Now 35, he still feels there are a few more miles in the tank.

“I am still enjoying my football, and still taking people on, and, as much as I can continue to do that, I will carry on and keep playing,” he insists.

“When I see that defenders are quicker than me, or find it easy to stop me, maybe that is when I will know that it is time to finish!”

Recent evidence as part of the Wolves team which travelled to North Carolina for the inaugural TST tournament showed Sako still has that strength, turn of pace and eye for goal, the famous left foot responsible for several clinical finishes as the team narrowly failed to qualify from their group.

“Goal difference again,” he says with a laugh.

He thoroughly enjoyed meeting up with former team-mates such as Golbourne, Richard Stearman and Leon Clarke, although one familiar – or maybe now unfamiliar – face caught him a bit by surprise.

“Hunty,” he bellows.

“He looks different now!  

“It was great to see him again, but I was like, ‘this is not the same Hunty I used to play with!’

“It felt amazing meeting up with everyone again as well as some new team-mates.

“Just the chance to pull on that shirt again was an amazing experience and I felt so grateful.”

Even better for Sako, who planned to take both his sons along only for his eldest Ryan’s passport renewal not to come through, was that his youngest – Baky Junior – was able to see him play.

“During my time at Wolves he was only a baby and has only seen me play for the club in videos or pictures so it was amazing that he got to come along,” he says.

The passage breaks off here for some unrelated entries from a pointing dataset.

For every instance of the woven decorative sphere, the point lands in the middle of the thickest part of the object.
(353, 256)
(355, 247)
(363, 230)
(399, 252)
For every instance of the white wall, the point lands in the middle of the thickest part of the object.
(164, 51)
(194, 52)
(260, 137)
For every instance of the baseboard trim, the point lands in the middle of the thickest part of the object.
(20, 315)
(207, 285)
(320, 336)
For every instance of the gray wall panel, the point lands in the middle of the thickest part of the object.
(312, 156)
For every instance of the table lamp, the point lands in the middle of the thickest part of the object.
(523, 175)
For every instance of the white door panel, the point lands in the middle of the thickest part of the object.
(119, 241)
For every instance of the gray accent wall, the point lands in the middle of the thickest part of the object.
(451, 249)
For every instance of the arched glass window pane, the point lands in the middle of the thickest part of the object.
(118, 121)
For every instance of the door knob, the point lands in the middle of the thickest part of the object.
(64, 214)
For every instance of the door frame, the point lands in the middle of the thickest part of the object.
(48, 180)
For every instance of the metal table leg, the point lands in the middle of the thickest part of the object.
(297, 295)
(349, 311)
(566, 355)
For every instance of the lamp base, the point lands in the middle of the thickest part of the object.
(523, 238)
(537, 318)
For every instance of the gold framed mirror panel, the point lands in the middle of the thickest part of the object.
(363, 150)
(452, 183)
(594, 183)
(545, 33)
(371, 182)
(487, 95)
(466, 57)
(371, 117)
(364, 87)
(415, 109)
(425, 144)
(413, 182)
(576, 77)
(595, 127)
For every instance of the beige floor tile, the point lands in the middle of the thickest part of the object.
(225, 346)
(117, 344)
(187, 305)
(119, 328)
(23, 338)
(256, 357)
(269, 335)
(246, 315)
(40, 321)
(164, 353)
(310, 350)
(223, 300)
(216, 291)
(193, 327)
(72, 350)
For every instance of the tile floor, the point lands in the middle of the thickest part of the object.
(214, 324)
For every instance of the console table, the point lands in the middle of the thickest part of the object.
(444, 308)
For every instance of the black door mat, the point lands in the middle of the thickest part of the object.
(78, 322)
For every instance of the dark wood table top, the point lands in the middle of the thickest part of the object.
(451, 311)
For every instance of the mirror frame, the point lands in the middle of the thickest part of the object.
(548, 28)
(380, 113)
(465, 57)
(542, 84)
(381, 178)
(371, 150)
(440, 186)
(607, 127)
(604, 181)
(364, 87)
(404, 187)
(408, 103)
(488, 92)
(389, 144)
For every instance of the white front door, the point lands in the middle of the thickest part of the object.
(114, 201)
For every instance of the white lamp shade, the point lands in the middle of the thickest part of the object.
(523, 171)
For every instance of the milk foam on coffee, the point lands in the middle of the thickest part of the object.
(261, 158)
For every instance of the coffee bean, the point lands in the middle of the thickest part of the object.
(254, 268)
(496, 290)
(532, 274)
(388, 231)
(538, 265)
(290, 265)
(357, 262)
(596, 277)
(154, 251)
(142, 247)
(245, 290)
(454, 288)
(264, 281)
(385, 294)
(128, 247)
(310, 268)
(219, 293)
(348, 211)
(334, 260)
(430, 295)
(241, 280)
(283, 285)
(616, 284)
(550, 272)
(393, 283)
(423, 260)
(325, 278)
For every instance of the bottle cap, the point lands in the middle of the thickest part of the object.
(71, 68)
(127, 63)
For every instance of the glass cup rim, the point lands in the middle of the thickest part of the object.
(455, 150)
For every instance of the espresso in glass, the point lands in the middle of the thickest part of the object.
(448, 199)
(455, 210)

And that feeling about Wolves, an enduring connection even eight years after he left, exists not only for his family.  It lingers on within the Molineux family, as well.

“Still now, the interaction I have with the Wolves fans is the same as it has always been, which is brilliant,” Sako says.

“I think they can see and remember that I gave everything for the club, I gave my best in every single game I played.

“To be honest, it was one of the best times of my career so far.

“Not all of it, because we had the relegation, but most of it was so good.

“I am still in touch with so many of my team-mates from that time and we still follow each other and support each other because friendships made on the pitch can last forever.”

It is now a decade since the start of that League One season which carries so much significance in Wolves’ recent history.  After the double relegations, there was a rot which needed to be stopped, and that task was achieved in spectacular fashion by that staff and group of players.

Sako, who many fans would have forgiven for moving on during such a tumultuous period, wasn’t ready to throw in the towel.  

Instead, he was to prove a key influence, a talisman even, and one whose status as a firm fans’ favourite – even taking into consideration that short spell down the road with the fierce arch-rivals – is certainly assured.

He will forever be a popular part of the gold and black alumni.  He’s magic, you know.